Covid-19-linked rent freeze and eviction ban to extend to January

Minister for Housing to bring forward Bill in light of concerns around blanket measures

Protections for renters who have lost income as a result of the Covid-19 pandemic are to be extended until January, Minister for Housing Darragh O’Brien has said.

There is currently a blanket ban on evictions as well as a rent freeze in place following the lockdown measures introduced to curb the spread of the virus, but which also forced many people out of work.

Mr O’Brien said there were constitutional concerns surrounding the current protections and concerns at Cabinet they could be vulnerable to a legal challenge.

“I’ve a concern about the legal basis that it’s constructed on and that it could be open to a challenge,” he told Newstalk radio on Sunday


“I didn’t want all the protections just falling by the wayside over the summer. So what I’m bringing forward is the Residential Tenancies Bill 2020 on Friday. That’s going to focus very particularly on those who are most at risk.

Jobs lost

“People who have either lost their jobs or had their wages reduced because of Covid, people in receipt of the PUP pandemic payment, the wage support scheme, or HAP [housing assistance payment] or the emergency rent allowance.

“They will be able to self-declare under this Bill and they will get effective protections up to January next year. In all other instances, the normal process will apply.

“The rent freeze will apply to those people who are in that category. Those people who need the protections most. You will get them both in terms of evictions and in terms of the rent freeze.

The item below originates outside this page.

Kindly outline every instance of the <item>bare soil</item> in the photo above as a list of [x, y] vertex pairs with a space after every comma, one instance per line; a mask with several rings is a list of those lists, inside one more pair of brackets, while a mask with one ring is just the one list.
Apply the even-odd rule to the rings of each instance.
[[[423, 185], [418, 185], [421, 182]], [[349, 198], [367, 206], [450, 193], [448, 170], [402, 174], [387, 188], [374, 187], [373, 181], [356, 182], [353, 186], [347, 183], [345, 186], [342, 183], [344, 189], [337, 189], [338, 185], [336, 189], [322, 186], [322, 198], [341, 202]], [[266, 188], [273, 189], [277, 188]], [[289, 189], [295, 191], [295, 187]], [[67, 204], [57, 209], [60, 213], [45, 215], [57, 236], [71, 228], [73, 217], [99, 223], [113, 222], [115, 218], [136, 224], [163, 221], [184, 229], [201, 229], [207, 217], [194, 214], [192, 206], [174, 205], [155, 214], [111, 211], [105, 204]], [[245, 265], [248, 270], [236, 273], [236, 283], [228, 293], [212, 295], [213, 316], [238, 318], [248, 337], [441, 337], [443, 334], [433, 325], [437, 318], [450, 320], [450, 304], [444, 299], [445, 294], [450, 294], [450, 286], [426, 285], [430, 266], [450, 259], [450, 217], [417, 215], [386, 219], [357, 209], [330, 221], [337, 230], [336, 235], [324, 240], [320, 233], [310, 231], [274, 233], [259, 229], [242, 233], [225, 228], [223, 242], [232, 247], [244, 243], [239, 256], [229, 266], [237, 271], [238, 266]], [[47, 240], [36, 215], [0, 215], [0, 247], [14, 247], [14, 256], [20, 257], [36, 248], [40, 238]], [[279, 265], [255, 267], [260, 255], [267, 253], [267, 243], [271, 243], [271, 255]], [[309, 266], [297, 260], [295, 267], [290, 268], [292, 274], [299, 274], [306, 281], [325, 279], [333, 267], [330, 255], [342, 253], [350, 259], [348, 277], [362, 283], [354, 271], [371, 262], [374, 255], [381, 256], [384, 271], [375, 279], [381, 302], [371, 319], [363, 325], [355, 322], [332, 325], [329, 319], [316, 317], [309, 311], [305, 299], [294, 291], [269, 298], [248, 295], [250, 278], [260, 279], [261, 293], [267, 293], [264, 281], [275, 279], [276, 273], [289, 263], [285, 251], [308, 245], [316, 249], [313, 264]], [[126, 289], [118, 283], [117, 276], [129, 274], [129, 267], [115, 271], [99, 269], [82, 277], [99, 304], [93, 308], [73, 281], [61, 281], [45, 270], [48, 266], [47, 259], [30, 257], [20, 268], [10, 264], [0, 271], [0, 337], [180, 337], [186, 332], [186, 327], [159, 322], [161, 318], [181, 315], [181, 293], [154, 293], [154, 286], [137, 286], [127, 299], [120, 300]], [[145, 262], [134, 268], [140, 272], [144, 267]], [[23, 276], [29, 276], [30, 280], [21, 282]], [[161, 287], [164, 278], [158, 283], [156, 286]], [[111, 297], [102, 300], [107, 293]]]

“I need to make sure that the most vulnerable people during this pandemic are actually protected, balancing that with the rights of property owners too, and I’m pretty happy that this Bill will achieve that.”

Long-term protection

Mr O’Brien also said the new Bill would provide new long-term protections for renters, separate from measures related to the pandemic. “It’ll give a lot of certainty to people for the next six months,” he said.

“There are some people who would have been in the process of evictions where eviction notices have been served or time was running out, and we’ll have some short-term measures for them as well.

“There are some permanent measures I’m bringing in as well to help people with rent arrears, which is really important.

“This Bill will achieve other things such as involving the Residential Tenancies Board in rent arrears cases at an earlier stage, and providing assistance through Mabs [Money Advice and Budgeting Service] and the RTB.

“There are some good new processes and protections that will be brought forward as part of this legislation that will endure post-pandemic.”